Ensuite, en relativisant certaines exigences, notamment celle de la réduction du déficit au taux zéro dans la mesure où ces exigences reflètent avant tout les limites et la faiblesse des instruments actuels de l'Union. Je rappelle au passage que le recul de notre endettement s'engage en deçà de 35 milliards d'euros de déficit, puisque c'est le montant de la tranche annuelle de remboursement de la dette, et qu'il n'est donc pas indispensable d'aller jusqu'au déficit zéro pour être dans la bonne direction.
Enfin, en demandant que l'Union européenne se dote d'un véritable gouvernement économique qui intègre à la fois politique monétaire, politique budgétaire mais également politique commerciale et stratégique de développement définie par rapport aux principaux enjeux, énergétiques, industriels, technologiques, et s'appuyant sur un certain nombre d'outils juridiques et financiers capables par exemple de s'opposer à la menace nouvelle des fonds souverains.
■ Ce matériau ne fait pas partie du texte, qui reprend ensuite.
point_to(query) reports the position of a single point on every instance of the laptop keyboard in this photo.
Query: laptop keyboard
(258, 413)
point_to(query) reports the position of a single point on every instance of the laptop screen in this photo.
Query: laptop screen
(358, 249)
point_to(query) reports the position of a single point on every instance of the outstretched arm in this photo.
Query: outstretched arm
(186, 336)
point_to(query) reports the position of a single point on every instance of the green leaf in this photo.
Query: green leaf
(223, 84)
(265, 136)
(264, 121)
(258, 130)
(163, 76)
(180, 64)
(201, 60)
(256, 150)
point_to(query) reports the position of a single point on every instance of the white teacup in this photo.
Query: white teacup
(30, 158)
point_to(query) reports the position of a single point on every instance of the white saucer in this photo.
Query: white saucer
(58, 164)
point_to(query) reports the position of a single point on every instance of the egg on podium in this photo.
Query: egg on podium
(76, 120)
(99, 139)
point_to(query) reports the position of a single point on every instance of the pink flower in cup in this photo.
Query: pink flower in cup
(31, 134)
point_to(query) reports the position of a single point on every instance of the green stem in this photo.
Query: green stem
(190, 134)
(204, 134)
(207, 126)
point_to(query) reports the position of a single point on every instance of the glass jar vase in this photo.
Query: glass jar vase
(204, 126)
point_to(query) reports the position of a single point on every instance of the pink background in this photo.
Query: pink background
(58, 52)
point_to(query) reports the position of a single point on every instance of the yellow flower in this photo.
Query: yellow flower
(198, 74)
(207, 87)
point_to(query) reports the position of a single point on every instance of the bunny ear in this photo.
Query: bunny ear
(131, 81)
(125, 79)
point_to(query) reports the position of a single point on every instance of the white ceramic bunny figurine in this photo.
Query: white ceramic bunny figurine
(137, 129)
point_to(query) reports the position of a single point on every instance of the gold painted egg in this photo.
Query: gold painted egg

Mais se situer dans la démarche de l'Europe suppose que l'on ait sans cesse le souci de se comparer, ce que l'on appelle le benchmarking. C'est vrai en matière fiscale, c'est vrai aussi si l'on veut comparer les points forts de chacun des États.
On parle beaucoup aujourd'hui des PME allemandes puissamment spécialisées pour l'exportation, que certains économistes ont baptisées les « champions cachés ». Nous savons, madame la ministre, l'intérêt que vous portez aux PME et à l'exportation. Ce projet de budget comporte des dispositions très novatrices en ce qui concerne le crédit d'impôt recherche dont on doit tout de même souhaiter qu'il soit centré d'abord sur les PME. Vous poursuivez votre action pour obtenir la mise en oeuvre du Small Business Act. Il serait sans doute opportun, comme l'ont proposé plusieurs de nos collègues en commission des finances, que des mesures fiscales appropriées, eurocompatibles si possibles, encouragent ces mêmes PME à l'exportation.
En outre, à l'heure où l'on parle de libéraliser les circuits de distribution, sachons être clairvoyants dans l'arbitrage entre un libéralisme à l'anglo-saxonne et un libéralisme à l'allemande, plus conservateur mais plus favorable aux champions cachés.
En conclusion, soyons en phase avec l'Europe et avec nos partenaires, mais sachons exiger une Europe plus volontaire et plus ambitieuse. C'est dans cette perspective que s'inscrit ce projet de loi de finances et c'est pour cette raison que je le soutiendrai. (Applaudissements sur les bancs du groupe de l'Union pour un mouvement populaire.)